O último ingrediente que compõe o coquetel explosivo do populismo, citado pelo professor, é o crescimento da internet e das redes sociais. Ele explicou que, como seres humanos são influenciáveis e tendem a agradar, em grupos sociais mistos, a taxa de radicalismo é baixa. O professor acredita que por causa da organização das redes sociais, o usuário acaba em uma câmara de eco ideológica que favorece a autorradicalização. O alcance que as publicações on-line podem ter é outro fator delicado para o professor.

- Estamos em um mundo onde a comunicação ocorre de muitos para muitos. Não é mais necessário ter acesso ao capital e ser dono de um veículo tradicional. Qualquer pessoa com 30 ou 50 amigos no Facebook tem a capacidade de alcançar milhões se postar algo particularmente impressionante. Isso permite que grupos marginalizados da população possam ter uma voz, mas também facilita a propagação do ódio, de mentiras e a organização de grupos extremistas.

O professor Arthur Ituassu (esquerda) foi o responsável pela abertura da palestra. Foto: Larissa Gomes

Ao ser questionado sobre a força do populismo, o professor disse que não tem como afirmar, mas que acredita que seja o começo de uma nova era na política. Como as razões listadas por ele para o crescimento da popularidade deste tipo de governo são estruturais a longo prazo, Mounk comentou que elas não devem ser erradicadas repentinamente. Um processo que ele afirmou se repetir em vários países é a substituição de um governante populista pelo sucessor, o que perpetua essa forma de governo.

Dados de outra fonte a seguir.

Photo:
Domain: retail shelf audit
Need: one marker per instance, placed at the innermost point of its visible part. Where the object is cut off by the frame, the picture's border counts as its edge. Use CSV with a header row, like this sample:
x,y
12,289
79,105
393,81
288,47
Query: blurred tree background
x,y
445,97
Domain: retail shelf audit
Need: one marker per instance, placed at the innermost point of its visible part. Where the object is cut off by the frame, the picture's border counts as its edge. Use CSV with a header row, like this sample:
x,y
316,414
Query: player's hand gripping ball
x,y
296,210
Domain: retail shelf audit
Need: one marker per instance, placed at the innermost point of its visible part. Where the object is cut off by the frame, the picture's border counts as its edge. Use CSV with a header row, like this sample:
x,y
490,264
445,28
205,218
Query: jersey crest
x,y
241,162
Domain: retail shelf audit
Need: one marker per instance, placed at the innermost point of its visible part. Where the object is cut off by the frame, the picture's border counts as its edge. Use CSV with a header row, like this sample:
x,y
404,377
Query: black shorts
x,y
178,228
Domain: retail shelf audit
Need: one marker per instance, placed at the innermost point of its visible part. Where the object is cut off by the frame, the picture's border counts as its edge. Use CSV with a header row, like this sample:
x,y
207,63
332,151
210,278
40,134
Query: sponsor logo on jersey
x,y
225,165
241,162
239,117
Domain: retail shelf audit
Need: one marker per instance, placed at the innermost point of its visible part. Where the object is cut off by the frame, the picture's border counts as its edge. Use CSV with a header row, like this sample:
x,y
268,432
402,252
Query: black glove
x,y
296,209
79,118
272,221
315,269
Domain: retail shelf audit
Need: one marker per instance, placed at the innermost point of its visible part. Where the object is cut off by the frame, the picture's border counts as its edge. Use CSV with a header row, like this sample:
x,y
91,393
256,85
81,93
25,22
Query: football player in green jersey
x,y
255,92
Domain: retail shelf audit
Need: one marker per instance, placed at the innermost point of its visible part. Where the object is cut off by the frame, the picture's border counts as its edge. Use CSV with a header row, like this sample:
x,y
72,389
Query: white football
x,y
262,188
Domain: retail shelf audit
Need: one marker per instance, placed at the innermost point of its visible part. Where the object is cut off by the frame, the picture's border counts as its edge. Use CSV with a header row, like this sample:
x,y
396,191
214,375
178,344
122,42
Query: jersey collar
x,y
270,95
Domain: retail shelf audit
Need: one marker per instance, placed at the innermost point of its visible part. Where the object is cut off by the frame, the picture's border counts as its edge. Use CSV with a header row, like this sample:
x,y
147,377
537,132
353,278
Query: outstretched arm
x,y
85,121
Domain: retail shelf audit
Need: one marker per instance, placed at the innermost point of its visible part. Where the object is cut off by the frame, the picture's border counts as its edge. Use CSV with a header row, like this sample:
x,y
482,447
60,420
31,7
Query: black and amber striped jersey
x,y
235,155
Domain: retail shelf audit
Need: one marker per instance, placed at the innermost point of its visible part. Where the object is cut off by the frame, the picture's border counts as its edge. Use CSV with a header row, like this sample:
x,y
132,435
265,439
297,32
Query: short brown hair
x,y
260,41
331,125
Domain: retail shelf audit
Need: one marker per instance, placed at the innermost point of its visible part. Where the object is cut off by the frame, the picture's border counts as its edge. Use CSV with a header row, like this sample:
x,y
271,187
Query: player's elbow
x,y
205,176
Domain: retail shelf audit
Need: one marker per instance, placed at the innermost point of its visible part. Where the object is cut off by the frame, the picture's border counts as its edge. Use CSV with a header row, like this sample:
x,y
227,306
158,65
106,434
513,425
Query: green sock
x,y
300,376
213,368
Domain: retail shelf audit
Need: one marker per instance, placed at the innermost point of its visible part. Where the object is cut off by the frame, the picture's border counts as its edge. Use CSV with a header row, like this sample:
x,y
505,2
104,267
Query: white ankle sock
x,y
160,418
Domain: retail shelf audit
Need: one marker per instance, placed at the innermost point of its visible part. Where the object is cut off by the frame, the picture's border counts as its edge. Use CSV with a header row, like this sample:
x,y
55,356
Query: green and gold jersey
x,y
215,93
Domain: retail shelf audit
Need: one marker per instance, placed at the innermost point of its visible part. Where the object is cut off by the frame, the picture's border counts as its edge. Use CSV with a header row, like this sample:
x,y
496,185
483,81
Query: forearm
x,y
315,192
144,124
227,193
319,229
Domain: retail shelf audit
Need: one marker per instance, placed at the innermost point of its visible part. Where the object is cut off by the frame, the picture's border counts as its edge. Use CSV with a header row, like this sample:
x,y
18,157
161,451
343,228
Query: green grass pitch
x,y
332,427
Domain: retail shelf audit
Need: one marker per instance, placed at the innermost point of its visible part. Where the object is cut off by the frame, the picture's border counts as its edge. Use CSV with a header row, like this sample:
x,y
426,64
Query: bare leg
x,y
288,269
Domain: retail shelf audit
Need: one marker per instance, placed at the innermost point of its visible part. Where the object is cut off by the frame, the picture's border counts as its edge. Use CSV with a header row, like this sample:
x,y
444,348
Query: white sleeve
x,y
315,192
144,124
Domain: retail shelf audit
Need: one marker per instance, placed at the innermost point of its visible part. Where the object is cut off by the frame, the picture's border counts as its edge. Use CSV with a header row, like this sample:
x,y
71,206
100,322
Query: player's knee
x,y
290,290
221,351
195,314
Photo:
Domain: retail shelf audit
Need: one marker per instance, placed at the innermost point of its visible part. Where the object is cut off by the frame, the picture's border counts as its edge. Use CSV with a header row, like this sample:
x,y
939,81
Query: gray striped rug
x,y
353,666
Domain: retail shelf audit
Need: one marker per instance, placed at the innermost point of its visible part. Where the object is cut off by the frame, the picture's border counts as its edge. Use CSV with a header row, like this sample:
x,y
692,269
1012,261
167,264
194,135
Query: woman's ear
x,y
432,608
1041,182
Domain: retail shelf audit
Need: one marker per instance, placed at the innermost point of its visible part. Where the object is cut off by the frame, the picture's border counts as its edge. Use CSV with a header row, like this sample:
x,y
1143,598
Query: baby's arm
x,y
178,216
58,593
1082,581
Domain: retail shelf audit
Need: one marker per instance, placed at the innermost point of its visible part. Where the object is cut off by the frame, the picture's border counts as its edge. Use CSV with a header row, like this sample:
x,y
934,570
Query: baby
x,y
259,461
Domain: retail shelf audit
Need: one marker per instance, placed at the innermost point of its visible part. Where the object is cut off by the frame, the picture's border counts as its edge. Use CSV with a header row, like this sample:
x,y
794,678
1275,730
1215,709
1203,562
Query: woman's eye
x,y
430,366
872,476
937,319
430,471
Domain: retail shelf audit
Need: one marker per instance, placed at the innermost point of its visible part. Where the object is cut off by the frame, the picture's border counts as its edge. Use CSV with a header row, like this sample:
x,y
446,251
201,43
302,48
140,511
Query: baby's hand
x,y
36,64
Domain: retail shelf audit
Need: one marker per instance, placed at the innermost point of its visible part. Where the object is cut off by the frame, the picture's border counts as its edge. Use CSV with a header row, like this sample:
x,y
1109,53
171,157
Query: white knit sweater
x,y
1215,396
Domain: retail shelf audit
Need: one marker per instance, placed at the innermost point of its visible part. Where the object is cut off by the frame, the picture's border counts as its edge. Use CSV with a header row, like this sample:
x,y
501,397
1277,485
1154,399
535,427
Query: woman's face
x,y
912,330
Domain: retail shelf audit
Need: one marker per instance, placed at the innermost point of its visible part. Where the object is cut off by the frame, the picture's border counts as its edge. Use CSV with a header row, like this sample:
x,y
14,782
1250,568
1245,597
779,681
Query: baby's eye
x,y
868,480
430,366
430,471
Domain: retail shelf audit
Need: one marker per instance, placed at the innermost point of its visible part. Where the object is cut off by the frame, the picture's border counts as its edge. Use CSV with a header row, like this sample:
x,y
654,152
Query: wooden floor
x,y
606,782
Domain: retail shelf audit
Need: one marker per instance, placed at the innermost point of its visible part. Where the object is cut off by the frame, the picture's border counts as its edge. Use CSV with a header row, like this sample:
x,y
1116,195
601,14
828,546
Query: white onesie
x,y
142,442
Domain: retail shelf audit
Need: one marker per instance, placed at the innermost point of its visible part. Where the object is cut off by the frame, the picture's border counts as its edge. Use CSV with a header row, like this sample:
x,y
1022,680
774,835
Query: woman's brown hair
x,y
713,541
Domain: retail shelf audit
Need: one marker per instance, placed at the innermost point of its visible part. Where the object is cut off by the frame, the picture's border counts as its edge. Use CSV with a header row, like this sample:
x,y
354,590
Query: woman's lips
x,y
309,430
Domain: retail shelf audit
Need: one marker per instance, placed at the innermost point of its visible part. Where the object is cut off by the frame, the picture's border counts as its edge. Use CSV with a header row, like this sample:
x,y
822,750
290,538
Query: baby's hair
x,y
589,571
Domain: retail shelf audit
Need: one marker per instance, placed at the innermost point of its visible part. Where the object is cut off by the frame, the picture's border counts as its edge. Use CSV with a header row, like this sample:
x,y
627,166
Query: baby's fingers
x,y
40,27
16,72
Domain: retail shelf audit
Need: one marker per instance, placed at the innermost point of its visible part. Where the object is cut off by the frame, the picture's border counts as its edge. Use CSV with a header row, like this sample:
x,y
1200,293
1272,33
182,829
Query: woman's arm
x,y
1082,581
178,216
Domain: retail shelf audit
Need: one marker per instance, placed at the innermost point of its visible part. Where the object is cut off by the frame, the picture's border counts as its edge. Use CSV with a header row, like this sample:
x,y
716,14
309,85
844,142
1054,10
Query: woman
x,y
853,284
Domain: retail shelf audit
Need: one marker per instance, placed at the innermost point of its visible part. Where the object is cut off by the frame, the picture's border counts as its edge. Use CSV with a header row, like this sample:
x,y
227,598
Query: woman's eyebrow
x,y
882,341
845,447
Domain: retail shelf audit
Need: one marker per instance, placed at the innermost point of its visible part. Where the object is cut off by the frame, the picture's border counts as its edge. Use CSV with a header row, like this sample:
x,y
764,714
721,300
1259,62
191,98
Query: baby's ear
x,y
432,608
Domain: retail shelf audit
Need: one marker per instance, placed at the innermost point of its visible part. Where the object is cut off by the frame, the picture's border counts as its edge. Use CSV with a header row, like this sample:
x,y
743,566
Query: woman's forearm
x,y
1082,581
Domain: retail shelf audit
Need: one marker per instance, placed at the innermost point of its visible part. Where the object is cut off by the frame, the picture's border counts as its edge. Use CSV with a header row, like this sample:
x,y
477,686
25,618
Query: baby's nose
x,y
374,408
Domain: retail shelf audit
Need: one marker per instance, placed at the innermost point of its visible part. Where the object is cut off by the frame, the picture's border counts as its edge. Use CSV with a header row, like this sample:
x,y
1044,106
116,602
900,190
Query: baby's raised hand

- O que acontece com frequência é que o povo entrega a confiança apenas para o próximo populista na fila de políticos, que pode ser até mais extremista do que o anterior. Então, acredito que é impossível determinar se estamos vivendo um momento populista ou uma era populista que vai durar pela maior parte da nossa vida adulta, mas acredito que há boa razão para acreditar que é a segunda opção.

A esperança para que isso não ocorra, para Mounk, está nos conceitos de liberdade e de autodeterminação coletiva. O primeiro garante que cada um pode ser livre para viver a vida privada da forma que preferir, e o segundo afirma que o povo deve tomar as decisões políticas em vez de ter uma figura como um monarca, religioso ou ditador decidir por eles.  Ele ressaltou que o liberalismo e a democracia são elementos que podem ser separados e que, se os tornarmos sinônimos, fica difícil de pensar claramente sobre a natureza e a tensão entre eles.

- Apesar de realmente estar preocupado com a popularidade dos governos populistas ao redor do mundo, estou convencido de que os ideais de liberdade e de autodeterminação coletiva são tão relevantes e populares quanto foram um dia, o que me dá esperança de que o populismo seja de fato uma onda passageira.